A computing expert formerly employed by MI6 yesterday admitted he had attempted to disclose a welter of stolen secret information, including a list identifying 39 field agents, by setting up a "naive" £2 million ($4.2 million) deal to sell the data to the Dutch security services.
Daniel Houghton, 25, claimed he had been "directed by voices" to accumulate a vast bank of highly sensitive information, including files detailing advanced intelligence-gathering techniques, while he worked for the Secret Intelligence Service as a computer programming specialist between September 2007 and May 2009.
After his arrest in a sting operation by Scotland Yard at a London hotel in March this year, searches of Houghton's home in Hoxton, east London, recovered copies of classified paperwork and a memory card containing 7000 files that disclosed the names of hundreds of employees and dozens of agents of MI6, Britain's foreign intelligence service.
Houghton, who is half Dutch, thought he had set up a deal with the security service in the Netherlands to sell the information for £2 million but Dutch agents tipped off MI5.
He was wrestled to the ground holding a briefcase containing £900,000 which he had been given moments earlier for two memory cards and a hard-drive holding the files.
Despite a claim from Houghton, who was recruited to develop software used by MI6 to glean intelligence from electronic sources, that he had handed over "everything" to his Dutch contacts, British experts fear some files remain at large. A memory card containing information which he said he had hidden at his mother's home has never been recovered.
Judge David Bean, sitting at the Royal Courts of Justice in London, warned Houghton he almost certainly faces prison when he is sentenced in September after he pleaded guilty to two charges under the Official Secrets Act of unlawfully disclosing intelligence material. He denied a third charge of theft, on which prosecutors will now offer no evidence.
Houghton had been recruited to work in MI6's Thameside headquarters after graduating from Birmingham University with top marks in interactive computer systems.
Over the next 18 months, while developing the sophisticated software used by MI6 to trawl cyberspace for information, he exploited a breach in security safeguards by copying secret files on to CDs and DVDs from his office computer.
As well as gathering SIS data, he copied MI5 files detailing intelligence-gathering techniques used by agents.
Security service officials said Houghton went about the business of selling his damaging material with breathtaking naivety. Some three months after he left MI6, he contacted the Dutch domestic intelligence service, AIVD, on a published telephone number using his mobile phone.

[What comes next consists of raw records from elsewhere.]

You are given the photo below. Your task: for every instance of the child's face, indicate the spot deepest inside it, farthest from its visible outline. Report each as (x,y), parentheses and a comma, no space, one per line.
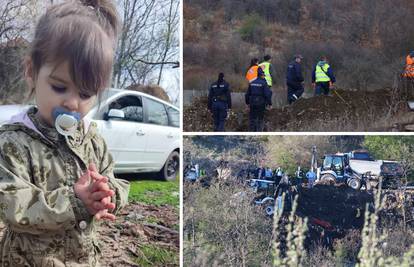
(54,88)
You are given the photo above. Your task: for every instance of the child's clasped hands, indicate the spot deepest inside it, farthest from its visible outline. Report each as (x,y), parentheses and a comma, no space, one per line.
(93,190)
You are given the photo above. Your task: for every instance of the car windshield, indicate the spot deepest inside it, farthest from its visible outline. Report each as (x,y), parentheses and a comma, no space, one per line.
(362,156)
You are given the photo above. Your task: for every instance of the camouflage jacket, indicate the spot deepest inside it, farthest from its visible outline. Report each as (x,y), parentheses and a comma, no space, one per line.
(46,224)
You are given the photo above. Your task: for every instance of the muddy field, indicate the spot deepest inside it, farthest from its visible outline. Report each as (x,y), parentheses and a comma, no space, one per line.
(344,110)
(123,243)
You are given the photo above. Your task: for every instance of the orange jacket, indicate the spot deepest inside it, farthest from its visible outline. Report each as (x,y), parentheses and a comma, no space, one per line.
(251,74)
(409,67)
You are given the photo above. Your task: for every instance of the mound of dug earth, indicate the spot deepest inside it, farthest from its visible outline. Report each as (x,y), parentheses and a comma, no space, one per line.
(344,110)
(335,206)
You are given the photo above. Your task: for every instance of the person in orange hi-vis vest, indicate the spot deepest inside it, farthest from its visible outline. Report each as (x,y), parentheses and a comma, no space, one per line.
(409,67)
(251,74)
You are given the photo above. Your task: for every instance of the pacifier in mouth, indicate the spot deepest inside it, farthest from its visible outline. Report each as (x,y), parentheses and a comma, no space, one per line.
(66,122)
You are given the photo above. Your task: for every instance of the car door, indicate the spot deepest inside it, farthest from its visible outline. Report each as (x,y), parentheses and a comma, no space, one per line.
(162,134)
(126,138)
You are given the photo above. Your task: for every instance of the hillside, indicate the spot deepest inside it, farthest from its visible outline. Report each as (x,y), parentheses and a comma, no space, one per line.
(366,43)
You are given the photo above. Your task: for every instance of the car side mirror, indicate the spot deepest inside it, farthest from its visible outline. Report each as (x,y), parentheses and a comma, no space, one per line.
(116,114)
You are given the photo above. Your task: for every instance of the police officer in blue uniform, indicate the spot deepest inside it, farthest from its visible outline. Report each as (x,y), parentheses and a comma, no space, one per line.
(219,101)
(257,97)
(294,79)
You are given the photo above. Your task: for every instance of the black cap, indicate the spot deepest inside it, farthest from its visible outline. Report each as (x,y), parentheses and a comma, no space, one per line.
(260,72)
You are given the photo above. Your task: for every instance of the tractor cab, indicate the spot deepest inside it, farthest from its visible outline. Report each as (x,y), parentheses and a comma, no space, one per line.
(335,163)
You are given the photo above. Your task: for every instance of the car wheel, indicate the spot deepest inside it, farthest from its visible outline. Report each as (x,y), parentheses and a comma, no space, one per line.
(171,167)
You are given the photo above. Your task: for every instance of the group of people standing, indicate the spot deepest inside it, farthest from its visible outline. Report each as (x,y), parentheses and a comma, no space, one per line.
(258,97)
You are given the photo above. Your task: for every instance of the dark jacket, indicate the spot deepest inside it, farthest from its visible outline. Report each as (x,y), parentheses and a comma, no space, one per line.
(219,92)
(294,73)
(259,87)
(329,73)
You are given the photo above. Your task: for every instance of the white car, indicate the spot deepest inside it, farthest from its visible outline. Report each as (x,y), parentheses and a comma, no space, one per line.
(142,132)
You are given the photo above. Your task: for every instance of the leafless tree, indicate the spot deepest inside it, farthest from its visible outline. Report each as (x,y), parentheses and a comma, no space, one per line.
(148,39)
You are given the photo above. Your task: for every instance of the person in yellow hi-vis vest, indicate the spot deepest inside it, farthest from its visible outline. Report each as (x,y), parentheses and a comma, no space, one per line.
(251,73)
(322,77)
(409,66)
(268,69)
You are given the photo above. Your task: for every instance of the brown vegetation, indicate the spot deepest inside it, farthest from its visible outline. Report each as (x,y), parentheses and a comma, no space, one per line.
(222,226)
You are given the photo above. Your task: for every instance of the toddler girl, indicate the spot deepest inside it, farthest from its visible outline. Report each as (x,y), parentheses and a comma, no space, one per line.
(55,183)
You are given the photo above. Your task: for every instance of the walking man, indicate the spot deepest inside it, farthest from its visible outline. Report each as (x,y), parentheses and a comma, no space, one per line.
(294,79)
(219,101)
(257,97)
(322,77)
(268,69)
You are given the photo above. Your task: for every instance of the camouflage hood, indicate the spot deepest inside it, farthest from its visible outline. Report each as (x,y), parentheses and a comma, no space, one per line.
(47,225)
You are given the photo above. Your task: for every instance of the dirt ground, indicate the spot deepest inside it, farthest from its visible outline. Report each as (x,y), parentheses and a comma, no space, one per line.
(122,241)
(344,110)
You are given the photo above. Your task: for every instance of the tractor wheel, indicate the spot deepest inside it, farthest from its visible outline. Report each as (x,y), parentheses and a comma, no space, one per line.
(354,183)
(269,207)
(327,179)
(270,210)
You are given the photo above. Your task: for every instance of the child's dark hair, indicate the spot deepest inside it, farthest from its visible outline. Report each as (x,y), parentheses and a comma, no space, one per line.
(83,33)
(220,78)
(254,61)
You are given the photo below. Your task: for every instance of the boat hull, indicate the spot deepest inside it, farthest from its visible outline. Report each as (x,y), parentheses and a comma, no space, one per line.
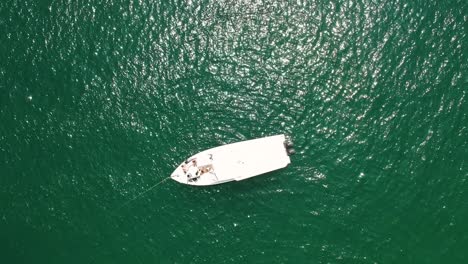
(234,162)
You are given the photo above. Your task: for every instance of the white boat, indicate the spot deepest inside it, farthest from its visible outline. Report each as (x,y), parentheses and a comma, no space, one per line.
(235,162)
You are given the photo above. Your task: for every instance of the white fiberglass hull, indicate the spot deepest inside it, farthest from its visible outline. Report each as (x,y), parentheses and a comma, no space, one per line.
(234,162)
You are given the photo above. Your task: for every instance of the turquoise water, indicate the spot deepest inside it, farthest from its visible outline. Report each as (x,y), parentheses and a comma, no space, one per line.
(100,100)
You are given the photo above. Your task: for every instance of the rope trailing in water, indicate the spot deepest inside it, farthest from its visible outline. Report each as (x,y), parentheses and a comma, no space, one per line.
(141,194)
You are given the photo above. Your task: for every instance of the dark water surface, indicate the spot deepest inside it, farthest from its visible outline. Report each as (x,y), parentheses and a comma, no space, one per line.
(100,100)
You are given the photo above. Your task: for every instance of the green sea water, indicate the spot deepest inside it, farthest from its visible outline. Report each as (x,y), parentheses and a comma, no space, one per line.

The Briton held a series of calls with his contacts in the Netherlands during which he was asked to describe what he proposed to sell before a meeting was held in February this year to set up a deal. MI5 bugged and videoed the encounter as Houghton showed off his wares to the Dutch agents.
One source said the computer expert, who was raised in Devon, had limited social skills, adding: "He was not James Bond."
Houghton offered to boost the information available by adding two lists: one containing 300 names of MI6 employees and another detailing the home addresses and mobile phone numbers of 39 agents.
Piers Arnold, prosecuting, told the court that he would not accept the findings of a psychiatric report carried out for the defence which said that Houghton believed he was "directed by voices to do what he is said to have done in the charges".
A senior intelligence source said Houghton had quickly become bored while working at MI6 and his actions were motivated by greed, adding that he had been living a "champagne lifestyle on ginger-beer wages".